My first $C3$ $\textbf{Answer:}$ $180180$ $\textbf{Solution:}$ Let $A(a_1,a_2)$ , $B(b_1,b_2)$. So for $A,B$ to be $k$-friends there exists a point $C(c_1,c_2)$ such that the area of $\triangle ABC$ is $k$. Now by Shoelace formula we have: $k=\dfrac{1}{2} \cdot \begin{vmatrix}a_1 & a_2 & 1 \\ b_1 & b_2 & 1 \\ c_1 & c_2 & 1 \end{vmatrix} \implies 2k= \begin{vmatrix}a_1 & a_2 & 1 \\ b_1 & b_2 & 1 \\ c_1 & c_2 & 1 \end{vmatrix} \implies 2k=\begin{vmatrix}0 & 0 & 1 \\ b_1-a_1 & b_2-a_2 & 1 \\ c_1 & c_2 & 1 \end{vmatrix} \implies$ $$2k=c_2(b_1-a_1)+c_1(b_2-a_2) $$which by Bezout's identity there exists such $c_1$ and $c_2$ only iff $$gcd(b_1-a_1,b_2-a_2) \mid 2k ...(*)$$Let $(x_1,y_1),(x_2,y_2) \dots (x_{201},y_{201}) \dots $ be the cordinates of the points in the set $T$. Also note that iff we pick $n \leq 14$ then $n^2+1 \leq 14^2+1=197 \leq 201$. So we know that $x_i \pmod{n}$ has $n$ possible values, simmilarly $y_i \pmod{n}$ $n$ possible values.

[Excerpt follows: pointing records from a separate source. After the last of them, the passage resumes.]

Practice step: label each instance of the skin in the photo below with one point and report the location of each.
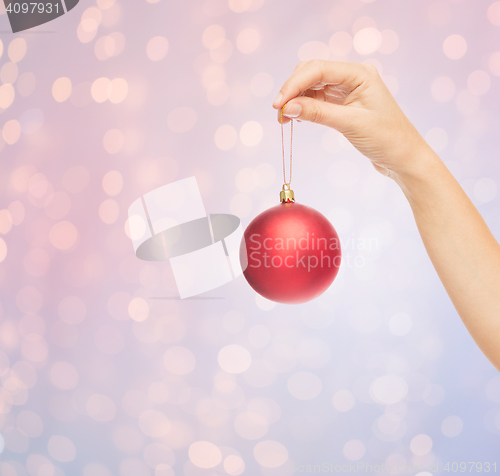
(353, 99)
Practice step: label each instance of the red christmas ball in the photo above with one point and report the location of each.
(290, 253)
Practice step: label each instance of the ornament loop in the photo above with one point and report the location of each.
(287, 195)
(283, 147)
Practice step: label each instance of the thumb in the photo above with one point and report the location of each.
(308, 109)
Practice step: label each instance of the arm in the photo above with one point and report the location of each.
(353, 99)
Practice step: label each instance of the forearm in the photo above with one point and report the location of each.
(461, 247)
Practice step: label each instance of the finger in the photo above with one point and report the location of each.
(332, 115)
(315, 71)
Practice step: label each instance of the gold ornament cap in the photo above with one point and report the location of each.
(287, 195)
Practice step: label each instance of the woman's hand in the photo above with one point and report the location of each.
(353, 99)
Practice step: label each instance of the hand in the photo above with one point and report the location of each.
(353, 99)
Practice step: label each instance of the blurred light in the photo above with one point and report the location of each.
(221, 50)
(17, 49)
(262, 84)
(367, 41)
(354, 450)
(179, 360)
(61, 448)
(138, 309)
(225, 137)
(270, 454)
(479, 82)
(452, 426)
(76, 179)
(340, 44)
(313, 50)
(455, 46)
(343, 400)
(182, 119)
(63, 235)
(443, 89)
(362, 23)
(5, 221)
(217, 93)
(421, 445)
(64, 376)
(34, 348)
(494, 13)
(157, 48)
(113, 141)
(11, 130)
(234, 358)
(304, 385)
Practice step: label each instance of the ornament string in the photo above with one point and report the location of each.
(283, 149)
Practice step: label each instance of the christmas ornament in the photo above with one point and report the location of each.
(290, 253)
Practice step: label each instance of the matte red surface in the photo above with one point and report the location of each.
(274, 277)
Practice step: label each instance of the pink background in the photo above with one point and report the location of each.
(117, 98)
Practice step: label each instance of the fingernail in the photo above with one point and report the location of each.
(292, 110)
(278, 99)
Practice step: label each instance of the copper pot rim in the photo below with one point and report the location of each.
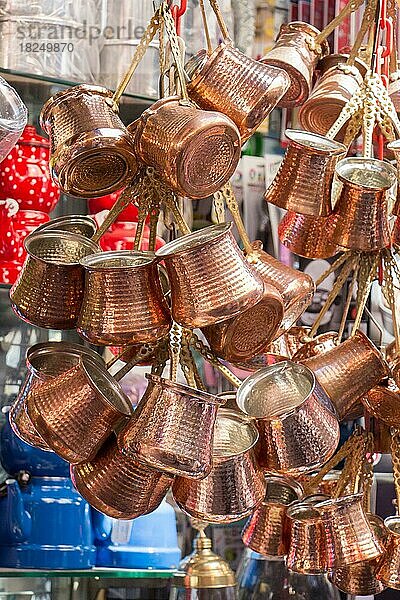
(358, 162)
(56, 236)
(185, 390)
(279, 366)
(53, 101)
(299, 138)
(194, 240)
(69, 219)
(241, 420)
(43, 348)
(93, 262)
(106, 387)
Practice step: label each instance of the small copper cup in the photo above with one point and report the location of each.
(77, 411)
(235, 485)
(172, 429)
(266, 531)
(350, 538)
(194, 151)
(359, 579)
(244, 336)
(295, 287)
(293, 53)
(361, 209)
(210, 279)
(304, 180)
(319, 345)
(44, 362)
(336, 85)
(80, 224)
(310, 237)
(92, 152)
(234, 84)
(123, 302)
(307, 549)
(49, 290)
(348, 371)
(388, 569)
(118, 485)
(298, 432)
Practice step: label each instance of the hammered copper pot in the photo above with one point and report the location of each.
(236, 85)
(267, 531)
(210, 279)
(49, 290)
(298, 431)
(92, 153)
(194, 151)
(295, 287)
(303, 182)
(388, 570)
(360, 579)
(362, 207)
(350, 537)
(172, 429)
(235, 485)
(244, 336)
(307, 236)
(81, 224)
(336, 85)
(44, 362)
(348, 371)
(293, 54)
(307, 549)
(123, 302)
(118, 485)
(76, 411)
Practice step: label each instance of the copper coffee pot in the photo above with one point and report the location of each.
(304, 179)
(298, 432)
(294, 54)
(235, 485)
(92, 152)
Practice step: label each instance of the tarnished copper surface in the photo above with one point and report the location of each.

So $(x_i,y_i) \pmod{n}$ has $n^2$ possible values $\forall i: 1 \leq i \leq 201$. But we know that we have at least $201$ points but since $n^2+1 \leq 201$ we can say that we have at least $n^2+1$ points. So we are having at least $n^2+1$ points and $n^2$ remainders$\pmod{n}$ now by pigeonhole principle we have that there are at least $2$ points that their cordiantes have the same remainder $\pmod{n} \iff$ $$(x_i,y_i) \equiv (x_j,y_j) \pmod{n} \forall i,j: 1\leq i,j \leq 201$$ $(x_i,y_i) \equiv (x_j,y_j) \pmod{n} \implies (x_i,y_i) - (x_j,y_j) \equiv 0 \pmod{n}\implies (x_i-x_j,y_i-y_j) \equiv 0 \pmod{n} \implies$ $ n \mid (x_i-x_j,y_i-y_j) \implies $ $$ n \mid \text{gcd}(x_i-x_j,y_i-y_j) ...(@)$$ Combining $(*)$ and $(@)$ we get the following: $$ n \mid \text{gcd}(x_i-x_j,y_i-y_j) \mid 2k \implies n \mid 2k$$ Since $1 \leq n \leq 14$ then we have: $\text{lcm}(1,2, \dots , 14) \mid 2k \implies 216216 \mid 2k \implies 216216 \leq 2k \implies 108108 \leq k$ which means that $\boxed{k=108108}$ $\blacksquare$.